Вода и грёзы. Опыт о воображении материи - стр. 32
Что же это за жертвоприношение, которое уничтожает живое существо, топя его в благоуханных волнах; которое воссоединяет живое существо с целым мирозданием, что вечно трепещет и укачивает, подобно морскому течению? Что же это за жертвоприношение, от которого живое существо погружается в такое упоение, что не осознает ни собственной гибели, ни собственного счастья – и при этом поет? Нет, это не окончательная смерть. Так умирает лишь один вечер. Это переполняющее душу желание увидеть новое рождение сверкающего утра, увидеть день, снова воздвигающий образ лебедя над водной гладью[86].

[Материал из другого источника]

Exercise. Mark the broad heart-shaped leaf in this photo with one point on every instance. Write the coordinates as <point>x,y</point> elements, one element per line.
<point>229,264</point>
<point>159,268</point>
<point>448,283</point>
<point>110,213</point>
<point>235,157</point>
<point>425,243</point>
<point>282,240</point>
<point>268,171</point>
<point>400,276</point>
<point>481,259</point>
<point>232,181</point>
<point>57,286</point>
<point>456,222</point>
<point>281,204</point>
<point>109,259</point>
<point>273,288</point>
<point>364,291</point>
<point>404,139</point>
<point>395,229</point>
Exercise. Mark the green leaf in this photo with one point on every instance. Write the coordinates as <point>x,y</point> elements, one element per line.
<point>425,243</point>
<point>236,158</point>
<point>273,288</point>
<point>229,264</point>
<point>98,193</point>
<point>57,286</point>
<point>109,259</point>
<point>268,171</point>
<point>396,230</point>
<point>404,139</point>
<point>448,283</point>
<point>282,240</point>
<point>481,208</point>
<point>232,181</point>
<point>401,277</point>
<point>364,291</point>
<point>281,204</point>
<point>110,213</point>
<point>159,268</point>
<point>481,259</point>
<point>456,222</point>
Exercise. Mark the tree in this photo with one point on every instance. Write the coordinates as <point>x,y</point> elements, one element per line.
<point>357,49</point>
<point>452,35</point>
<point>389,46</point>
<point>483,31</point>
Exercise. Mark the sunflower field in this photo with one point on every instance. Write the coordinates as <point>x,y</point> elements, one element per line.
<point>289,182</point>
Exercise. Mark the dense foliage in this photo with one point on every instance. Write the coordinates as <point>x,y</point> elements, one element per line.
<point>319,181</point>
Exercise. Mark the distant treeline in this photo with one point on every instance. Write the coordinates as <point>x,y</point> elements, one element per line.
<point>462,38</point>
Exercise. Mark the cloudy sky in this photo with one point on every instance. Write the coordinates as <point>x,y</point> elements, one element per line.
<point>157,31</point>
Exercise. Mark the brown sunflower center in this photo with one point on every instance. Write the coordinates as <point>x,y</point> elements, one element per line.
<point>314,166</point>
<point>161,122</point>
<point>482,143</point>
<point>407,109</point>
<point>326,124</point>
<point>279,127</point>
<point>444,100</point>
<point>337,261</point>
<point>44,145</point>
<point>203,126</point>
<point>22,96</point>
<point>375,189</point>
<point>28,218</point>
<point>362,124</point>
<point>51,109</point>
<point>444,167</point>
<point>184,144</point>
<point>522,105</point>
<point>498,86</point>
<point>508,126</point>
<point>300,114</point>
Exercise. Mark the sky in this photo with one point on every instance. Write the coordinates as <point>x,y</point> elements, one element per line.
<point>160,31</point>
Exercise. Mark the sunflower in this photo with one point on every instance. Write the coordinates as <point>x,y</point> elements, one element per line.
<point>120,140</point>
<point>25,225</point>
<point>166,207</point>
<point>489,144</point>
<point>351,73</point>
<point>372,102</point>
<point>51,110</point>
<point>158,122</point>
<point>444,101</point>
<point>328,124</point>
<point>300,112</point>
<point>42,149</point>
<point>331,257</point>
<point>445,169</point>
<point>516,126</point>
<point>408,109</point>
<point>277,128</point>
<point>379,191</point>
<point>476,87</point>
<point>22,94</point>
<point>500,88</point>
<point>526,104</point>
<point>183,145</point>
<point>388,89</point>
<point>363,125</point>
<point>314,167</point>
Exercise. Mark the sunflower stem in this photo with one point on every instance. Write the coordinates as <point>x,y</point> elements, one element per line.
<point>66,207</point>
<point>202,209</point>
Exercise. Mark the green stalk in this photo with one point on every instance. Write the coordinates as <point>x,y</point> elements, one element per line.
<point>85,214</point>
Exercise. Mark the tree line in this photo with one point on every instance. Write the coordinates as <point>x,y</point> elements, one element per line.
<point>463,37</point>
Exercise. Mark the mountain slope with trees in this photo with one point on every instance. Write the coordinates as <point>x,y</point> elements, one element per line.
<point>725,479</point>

Для того чтобы комплекс, подобный формулируемому нами образу лебедя, обрел всю свою поэтическую выразительность, нужно, чтобы в сердце поэта он действовал тайком, а поэт, неотрывно созерцающий лебедя над водной гладью, не отдавал себе отчета в том, что он жаждет некоего более нежного приключения. Это относится, как мы полагаем, и к грезам Гёте. Подчеркивая всю естественность грезы Фауста, мы сейчас противопоставим ей другой пример, символы которого представляются нам явно надуманными и грубо скомпонованными. На этом примере мы встретимся с упомянутым халтурным эллинизмом – столь характерным для комплексов культуры. Слияния желания и символа тут не происходит, архетип не живет присущей ему жизнью, им слишком быстро завладевает воспоминание об учебнике мифологии. Мы позаимствовали этот пример в одной из новелл, которые Пьер Луи[87] объединил в сборник под названием «Сумерки нимф»[88]. В этой книге есть и немало действительно прекрасных страниц. Мы не притязаем здесь на то, чтобы вынести о ней литературно-критическое суждение. Нас здесь интересует психологическая точка зрения.

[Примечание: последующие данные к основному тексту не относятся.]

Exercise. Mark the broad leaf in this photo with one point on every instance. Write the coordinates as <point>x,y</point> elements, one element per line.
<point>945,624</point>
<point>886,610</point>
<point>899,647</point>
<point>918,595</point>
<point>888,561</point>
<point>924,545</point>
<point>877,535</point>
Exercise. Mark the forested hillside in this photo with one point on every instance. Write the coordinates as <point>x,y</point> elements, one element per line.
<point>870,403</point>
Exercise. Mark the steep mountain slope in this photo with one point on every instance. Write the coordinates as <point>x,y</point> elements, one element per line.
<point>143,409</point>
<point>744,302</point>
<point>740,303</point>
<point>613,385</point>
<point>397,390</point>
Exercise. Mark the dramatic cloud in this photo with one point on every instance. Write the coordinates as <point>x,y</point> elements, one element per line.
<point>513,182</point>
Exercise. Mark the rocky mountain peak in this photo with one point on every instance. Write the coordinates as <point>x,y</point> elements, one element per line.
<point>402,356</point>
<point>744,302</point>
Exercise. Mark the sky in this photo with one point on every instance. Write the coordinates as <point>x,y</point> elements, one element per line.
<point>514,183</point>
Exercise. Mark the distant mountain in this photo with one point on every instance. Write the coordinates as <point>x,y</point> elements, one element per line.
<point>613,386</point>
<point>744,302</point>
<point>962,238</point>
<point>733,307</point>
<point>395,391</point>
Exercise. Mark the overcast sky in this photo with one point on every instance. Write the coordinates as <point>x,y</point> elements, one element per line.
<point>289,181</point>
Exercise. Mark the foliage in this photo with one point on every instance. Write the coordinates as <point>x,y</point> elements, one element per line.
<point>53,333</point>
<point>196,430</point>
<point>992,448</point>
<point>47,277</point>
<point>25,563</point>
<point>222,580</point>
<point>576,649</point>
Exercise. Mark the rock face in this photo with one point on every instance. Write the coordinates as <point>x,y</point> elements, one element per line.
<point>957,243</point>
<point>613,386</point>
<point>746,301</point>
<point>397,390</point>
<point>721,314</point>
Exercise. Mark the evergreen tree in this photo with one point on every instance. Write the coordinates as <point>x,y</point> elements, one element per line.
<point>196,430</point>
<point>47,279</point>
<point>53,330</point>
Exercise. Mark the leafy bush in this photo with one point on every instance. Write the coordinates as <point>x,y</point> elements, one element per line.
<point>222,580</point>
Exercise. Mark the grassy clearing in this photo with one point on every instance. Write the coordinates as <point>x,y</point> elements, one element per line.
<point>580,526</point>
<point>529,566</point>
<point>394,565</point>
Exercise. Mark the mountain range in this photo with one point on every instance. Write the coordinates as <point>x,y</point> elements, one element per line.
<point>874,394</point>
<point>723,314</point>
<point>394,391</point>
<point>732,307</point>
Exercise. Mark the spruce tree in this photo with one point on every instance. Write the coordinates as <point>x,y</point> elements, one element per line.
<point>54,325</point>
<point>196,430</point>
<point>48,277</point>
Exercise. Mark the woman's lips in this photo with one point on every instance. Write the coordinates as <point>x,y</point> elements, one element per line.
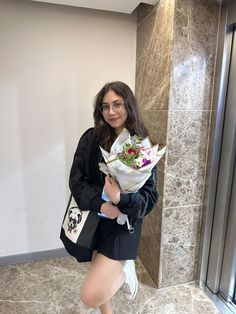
<point>113,119</point>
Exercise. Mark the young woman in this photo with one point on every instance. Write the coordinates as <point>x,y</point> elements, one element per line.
<point>114,248</point>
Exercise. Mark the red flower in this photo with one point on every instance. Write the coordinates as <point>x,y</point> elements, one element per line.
<point>132,151</point>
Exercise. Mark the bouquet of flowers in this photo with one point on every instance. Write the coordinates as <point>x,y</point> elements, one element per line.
<point>130,161</point>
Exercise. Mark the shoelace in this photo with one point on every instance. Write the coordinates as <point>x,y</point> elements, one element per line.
<point>127,289</point>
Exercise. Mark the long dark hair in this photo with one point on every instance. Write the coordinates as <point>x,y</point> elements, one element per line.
<point>104,133</point>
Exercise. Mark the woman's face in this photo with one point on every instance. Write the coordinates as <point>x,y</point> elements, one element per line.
<point>113,111</point>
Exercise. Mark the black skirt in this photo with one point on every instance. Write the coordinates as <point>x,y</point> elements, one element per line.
<point>111,239</point>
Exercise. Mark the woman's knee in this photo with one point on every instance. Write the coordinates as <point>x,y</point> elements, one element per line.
<point>91,296</point>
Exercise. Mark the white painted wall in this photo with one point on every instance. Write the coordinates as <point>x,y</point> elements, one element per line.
<point>53,60</point>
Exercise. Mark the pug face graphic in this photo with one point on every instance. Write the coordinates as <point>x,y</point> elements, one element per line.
<point>75,217</point>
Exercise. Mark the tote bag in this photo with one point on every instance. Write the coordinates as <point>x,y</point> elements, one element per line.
<point>79,226</point>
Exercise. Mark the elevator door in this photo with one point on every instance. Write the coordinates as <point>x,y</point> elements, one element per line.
<point>221,273</point>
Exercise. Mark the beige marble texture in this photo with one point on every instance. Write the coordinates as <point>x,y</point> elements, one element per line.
<point>52,287</point>
<point>192,77</point>
<point>153,64</point>
<point>176,47</point>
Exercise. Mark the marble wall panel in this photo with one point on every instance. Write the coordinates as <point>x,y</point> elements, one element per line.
<point>186,158</point>
<point>180,242</point>
<point>195,36</point>
<point>154,50</point>
<point>176,47</point>
<point>194,49</point>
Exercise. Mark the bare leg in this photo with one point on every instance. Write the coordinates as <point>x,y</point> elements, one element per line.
<point>103,280</point>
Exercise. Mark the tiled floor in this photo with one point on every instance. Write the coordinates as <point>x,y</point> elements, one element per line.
<point>52,286</point>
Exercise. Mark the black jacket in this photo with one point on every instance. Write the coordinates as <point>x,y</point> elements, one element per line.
<point>86,182</point>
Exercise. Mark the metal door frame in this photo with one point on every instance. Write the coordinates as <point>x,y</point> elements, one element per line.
<point>226,25</point>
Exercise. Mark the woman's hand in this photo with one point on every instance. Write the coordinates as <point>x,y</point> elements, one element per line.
<point>112,190</point>
<point>110,210</point>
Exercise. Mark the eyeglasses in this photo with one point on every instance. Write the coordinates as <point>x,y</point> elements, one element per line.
<point>116,107</point>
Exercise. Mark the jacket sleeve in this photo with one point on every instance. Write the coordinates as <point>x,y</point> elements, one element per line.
<point>86,195</point>
<point>142,202</point>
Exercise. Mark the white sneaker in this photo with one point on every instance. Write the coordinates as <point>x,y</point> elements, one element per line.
<point>131,281</point>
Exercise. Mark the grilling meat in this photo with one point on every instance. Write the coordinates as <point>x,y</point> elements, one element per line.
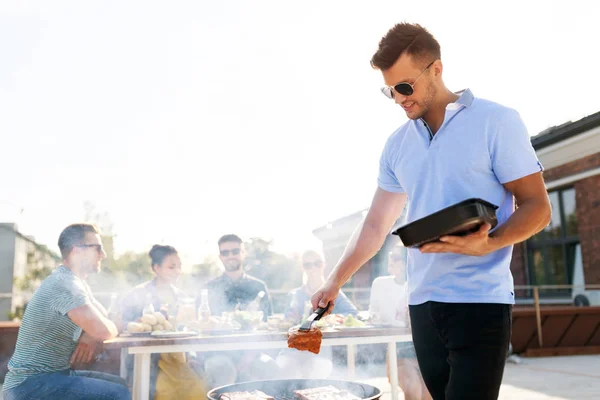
<point>305,340</point>
<point>254,395</point>
<point>324,393</point>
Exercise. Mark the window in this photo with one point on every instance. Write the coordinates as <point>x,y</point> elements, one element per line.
<point>550,253</point>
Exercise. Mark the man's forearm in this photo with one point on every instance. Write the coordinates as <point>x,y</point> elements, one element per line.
<point>363,245</point>
<point>529,218</point>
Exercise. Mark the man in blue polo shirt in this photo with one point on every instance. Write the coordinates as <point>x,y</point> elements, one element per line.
<point>455,146</point>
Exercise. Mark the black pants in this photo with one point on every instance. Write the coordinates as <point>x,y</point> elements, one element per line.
<point>461,348</point>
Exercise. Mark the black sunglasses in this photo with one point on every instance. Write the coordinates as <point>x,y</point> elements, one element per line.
<point>234,252</point>
<point>98,247</point>
<point>404,88</point>
<point>311,264</point>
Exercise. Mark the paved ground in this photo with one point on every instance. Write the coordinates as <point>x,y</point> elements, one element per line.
<point>551,378</point>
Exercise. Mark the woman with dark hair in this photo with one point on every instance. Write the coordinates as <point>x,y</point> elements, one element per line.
<point>170,375</point>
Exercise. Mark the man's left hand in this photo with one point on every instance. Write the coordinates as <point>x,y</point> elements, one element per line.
<point>475,244</point>
<point>84,352</point>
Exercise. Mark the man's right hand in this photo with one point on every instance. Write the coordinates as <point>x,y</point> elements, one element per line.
<point>326,294</point>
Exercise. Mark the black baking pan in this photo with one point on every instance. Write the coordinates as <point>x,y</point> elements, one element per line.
<point>458,219</point>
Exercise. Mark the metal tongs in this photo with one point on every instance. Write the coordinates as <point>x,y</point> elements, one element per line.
<point>315,316</point>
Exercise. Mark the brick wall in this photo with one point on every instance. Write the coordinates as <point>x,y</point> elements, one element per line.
<point>574,167</point>
<point>587,192</point>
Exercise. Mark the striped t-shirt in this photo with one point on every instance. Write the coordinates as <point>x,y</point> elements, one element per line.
<point>47,336</point>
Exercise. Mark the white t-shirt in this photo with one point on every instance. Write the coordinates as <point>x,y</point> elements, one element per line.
<point>389,301</point>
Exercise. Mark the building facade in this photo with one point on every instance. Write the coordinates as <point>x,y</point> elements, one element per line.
<point>566,252</point>
<point>23,264</point>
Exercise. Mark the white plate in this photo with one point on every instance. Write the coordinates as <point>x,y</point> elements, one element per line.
<point>344,327</point>
<point>128,334</point>
<point>173,334</point>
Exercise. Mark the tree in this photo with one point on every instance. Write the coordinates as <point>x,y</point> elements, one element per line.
<point>40,264</point>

В рассказе «Леда, или Похвала блаженным сумеркам»[89]комплекс лебедя сразу же обнаруживает свои «человеческие, слишком человеческие»[90] черты. Скрывающие образы своей функции не выполняют, сквозь них видно, пожалуй, слишком ясно. «Либидинозного» читателя обслуживают немедленно и без всяких обиняков. «Прекрасная птица была белая, словно женщина, блестящая и розовая, как свет» (р. 21). Но как только птица, белая, словно женщина, обходит вокруг нимфы, «искоса поглядывая на нее», она мгновенно теряет всю символическую значимость. Итак, лебедь подходит к Леде (р. 22). Когда лебедь «был совсем рядом (от Леды[91]), он приблизился вплотную и, приподнявшись на широких красных лапах, вытянул настолько высоко, насколько мог, грациозно колыхавшуюся шею к юным голубоватым чреслам, до самой нежной складки выше бедра. Изумленные руки Леды бережливо обхватили головку, покрыв ее ласками. Лебедь трепетал всеми перьями. Глубоким и бархатистым крылом он сжал обнаженные ноги Леды и согнул их в коленях. Уступив лебедю, Леда распростерлась на земле». А через две страницы всё уже свершилось: «Леда… открылась ему, как голубой речной цветок. Между похолодевшими коленями она ощущала теплоту птичьего тела. Внезапно она вскрикнула: „Ах!.. Ах!..“ – и руки ее задрожали, словно бледные веточки. Клюв проник угрожающе глубоко, а голова лебедя двигалась внутри нее с такой яростью, будто он с наслаждением пожирал ее внутренности».